Tine is a command-line bridge between an AI coding agent (Claude Code, Codex, etc.) and a running Linux desktop. It reads the screen, walks the accessibility tree, and injects keyboard and mouse events at the kernel level — no Wayland portal dialogs, no per-action consent prompts, no X11 fallback hacks.
$ tine describe
[screenshot + AT-SPI2 tree summary]
$ tine click ref_17 # click by accessibility-tree ref
$ tine click B3 # click by labeled grid cell
$ tine type "hello, world" # kernel-level key injection
$ tine key ctrl+t # modifier combos
$ tine focus Firefox # raise + focus a window
Status: alpha. Tested on GNOME 49 Wayland / Arch Linux. API may change before 1.0.
Why
Anthropic's computer-use feature works on Windows and macOS. If you use Linux — and especially if you use Wayland, which is more locked-down than X11 and breaks most of the existing Linux automation stack — you're mostly out of luck.
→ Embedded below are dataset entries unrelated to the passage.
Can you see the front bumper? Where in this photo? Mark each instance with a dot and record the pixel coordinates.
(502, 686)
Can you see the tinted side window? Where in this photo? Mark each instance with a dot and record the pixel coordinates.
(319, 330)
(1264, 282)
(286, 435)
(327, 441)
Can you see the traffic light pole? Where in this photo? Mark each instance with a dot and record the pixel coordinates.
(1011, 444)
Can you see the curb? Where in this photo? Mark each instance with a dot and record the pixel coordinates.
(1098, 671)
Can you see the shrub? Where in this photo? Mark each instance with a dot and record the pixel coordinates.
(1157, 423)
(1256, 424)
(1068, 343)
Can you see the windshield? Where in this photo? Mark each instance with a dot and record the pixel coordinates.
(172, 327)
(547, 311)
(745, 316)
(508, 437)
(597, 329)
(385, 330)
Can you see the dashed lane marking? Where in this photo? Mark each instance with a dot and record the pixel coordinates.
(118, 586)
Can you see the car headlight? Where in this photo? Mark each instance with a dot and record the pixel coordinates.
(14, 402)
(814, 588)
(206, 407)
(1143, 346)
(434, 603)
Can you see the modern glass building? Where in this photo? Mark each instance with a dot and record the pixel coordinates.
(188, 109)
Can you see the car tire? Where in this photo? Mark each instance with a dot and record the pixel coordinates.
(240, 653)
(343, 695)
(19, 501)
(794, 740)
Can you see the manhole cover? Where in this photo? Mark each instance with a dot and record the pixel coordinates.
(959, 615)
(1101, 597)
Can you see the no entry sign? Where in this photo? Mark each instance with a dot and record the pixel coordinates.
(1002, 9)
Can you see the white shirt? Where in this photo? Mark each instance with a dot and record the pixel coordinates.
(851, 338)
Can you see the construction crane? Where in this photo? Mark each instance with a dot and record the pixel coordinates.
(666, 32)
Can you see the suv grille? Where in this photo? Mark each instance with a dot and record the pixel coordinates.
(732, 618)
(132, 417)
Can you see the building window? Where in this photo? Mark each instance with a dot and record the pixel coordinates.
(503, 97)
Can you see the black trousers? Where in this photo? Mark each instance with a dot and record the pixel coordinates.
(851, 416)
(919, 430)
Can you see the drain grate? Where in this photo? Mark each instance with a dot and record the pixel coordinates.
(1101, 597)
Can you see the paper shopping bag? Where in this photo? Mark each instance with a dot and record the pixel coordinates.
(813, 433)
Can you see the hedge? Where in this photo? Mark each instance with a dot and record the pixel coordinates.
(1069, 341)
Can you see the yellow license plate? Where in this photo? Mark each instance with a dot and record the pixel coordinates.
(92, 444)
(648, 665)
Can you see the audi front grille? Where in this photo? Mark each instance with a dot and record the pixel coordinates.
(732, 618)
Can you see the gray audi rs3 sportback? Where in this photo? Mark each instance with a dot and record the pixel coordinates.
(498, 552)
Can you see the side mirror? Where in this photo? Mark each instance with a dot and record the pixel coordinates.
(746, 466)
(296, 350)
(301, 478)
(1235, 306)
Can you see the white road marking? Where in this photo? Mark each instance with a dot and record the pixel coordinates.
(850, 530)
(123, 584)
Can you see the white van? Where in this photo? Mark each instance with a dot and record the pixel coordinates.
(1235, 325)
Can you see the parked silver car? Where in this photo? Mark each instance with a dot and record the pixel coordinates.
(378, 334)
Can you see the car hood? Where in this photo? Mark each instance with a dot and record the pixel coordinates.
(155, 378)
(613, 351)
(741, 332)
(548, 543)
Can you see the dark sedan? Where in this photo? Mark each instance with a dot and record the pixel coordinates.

Tine is an attempt at a usable Wayland alternative.
It reads the screen three ways:
- AT-SPI2 accessibility tree. When an app exposes its widgets to the Linux a11y stack (GTK apps, Qt apps, most native GNOME stuff), tine walks the tree and gives the agent structured data — roles, names, bounding boxes, actions. The agent can say
click ref_17and tine clicks the center of the button with that ref. - Labeled coordinate grid. When AT-SPI2 is sparse or missing (Chrome, Electron, most web content, games), tine overlays a labeled grid on the screenshot and the agent says
click B3. Not fancy, but it works. - OCR text refs. Run OCR on the screenshot (RapidOCR, local, CPU) and get refs like
ref_t3tied to detected text regions. The agent can click by on-screen text —tine click ref_t3clicks the center of the OCR region with that ref. Optional, lazy-loaded, install withpip install tine-cli[ocr].
And it injects input at the kernel level through /dev/uinput, so no Wayland portal ever prompts for consent and no headless agent loop gets interrupted by a dialog.
Quickstart
Tine targets GNOME Shell on Wayland, Linux only. Other environments are out of scope for v1.
1. System prerequisites
Tine uses PyGObject (gi.repository.Atspi) to read the accessibility tree. PyGObject is best installed via your distro's package manager — installing it from pip requires building pycairo and PyGObject from source and pulling in libcairo2-dev, libgirepository-dev, pkg-config, cmake, and a C compiler. Don't do that. Install these instead:
# Arch / Manjaro
sudo pacman -S python python-gobject at-spi2-core python-pip python-virtualenv
# Fedora
sudo dnf install python3 python3-gobject at-spi2-core python3-pip python3-virtualenv
# Debian / Ubuntu
sudo apt install python3 python3-gi gir1.2-atspi-2.0 at-spi2-core python3-pip python3-venv
2. Install tine
Create a venv that inherits system site-packages (so the distro's python3-gi is importable) and install tine-cli into it:
python3 -m venv --system-site-packages ~/.local/share/tine-venv
~/.local/share/tine-venv/bin/pip install tine-cli
# with OCR text refs (adds RapidOCR + onnxruntime, ~200 MB):
# ~/.local/share/tine-venv/bin/pip install "tine-cli[ocr]"
mkdir -p ~/.local/bin
ln -sf ~/.local/share/tine-venv/bin/tine ~/.local/bin/tine
# ensure ~/.local/bin is on your PATH
The PyPI package is tine-cli (the name tine was already taken); the installed command is tine.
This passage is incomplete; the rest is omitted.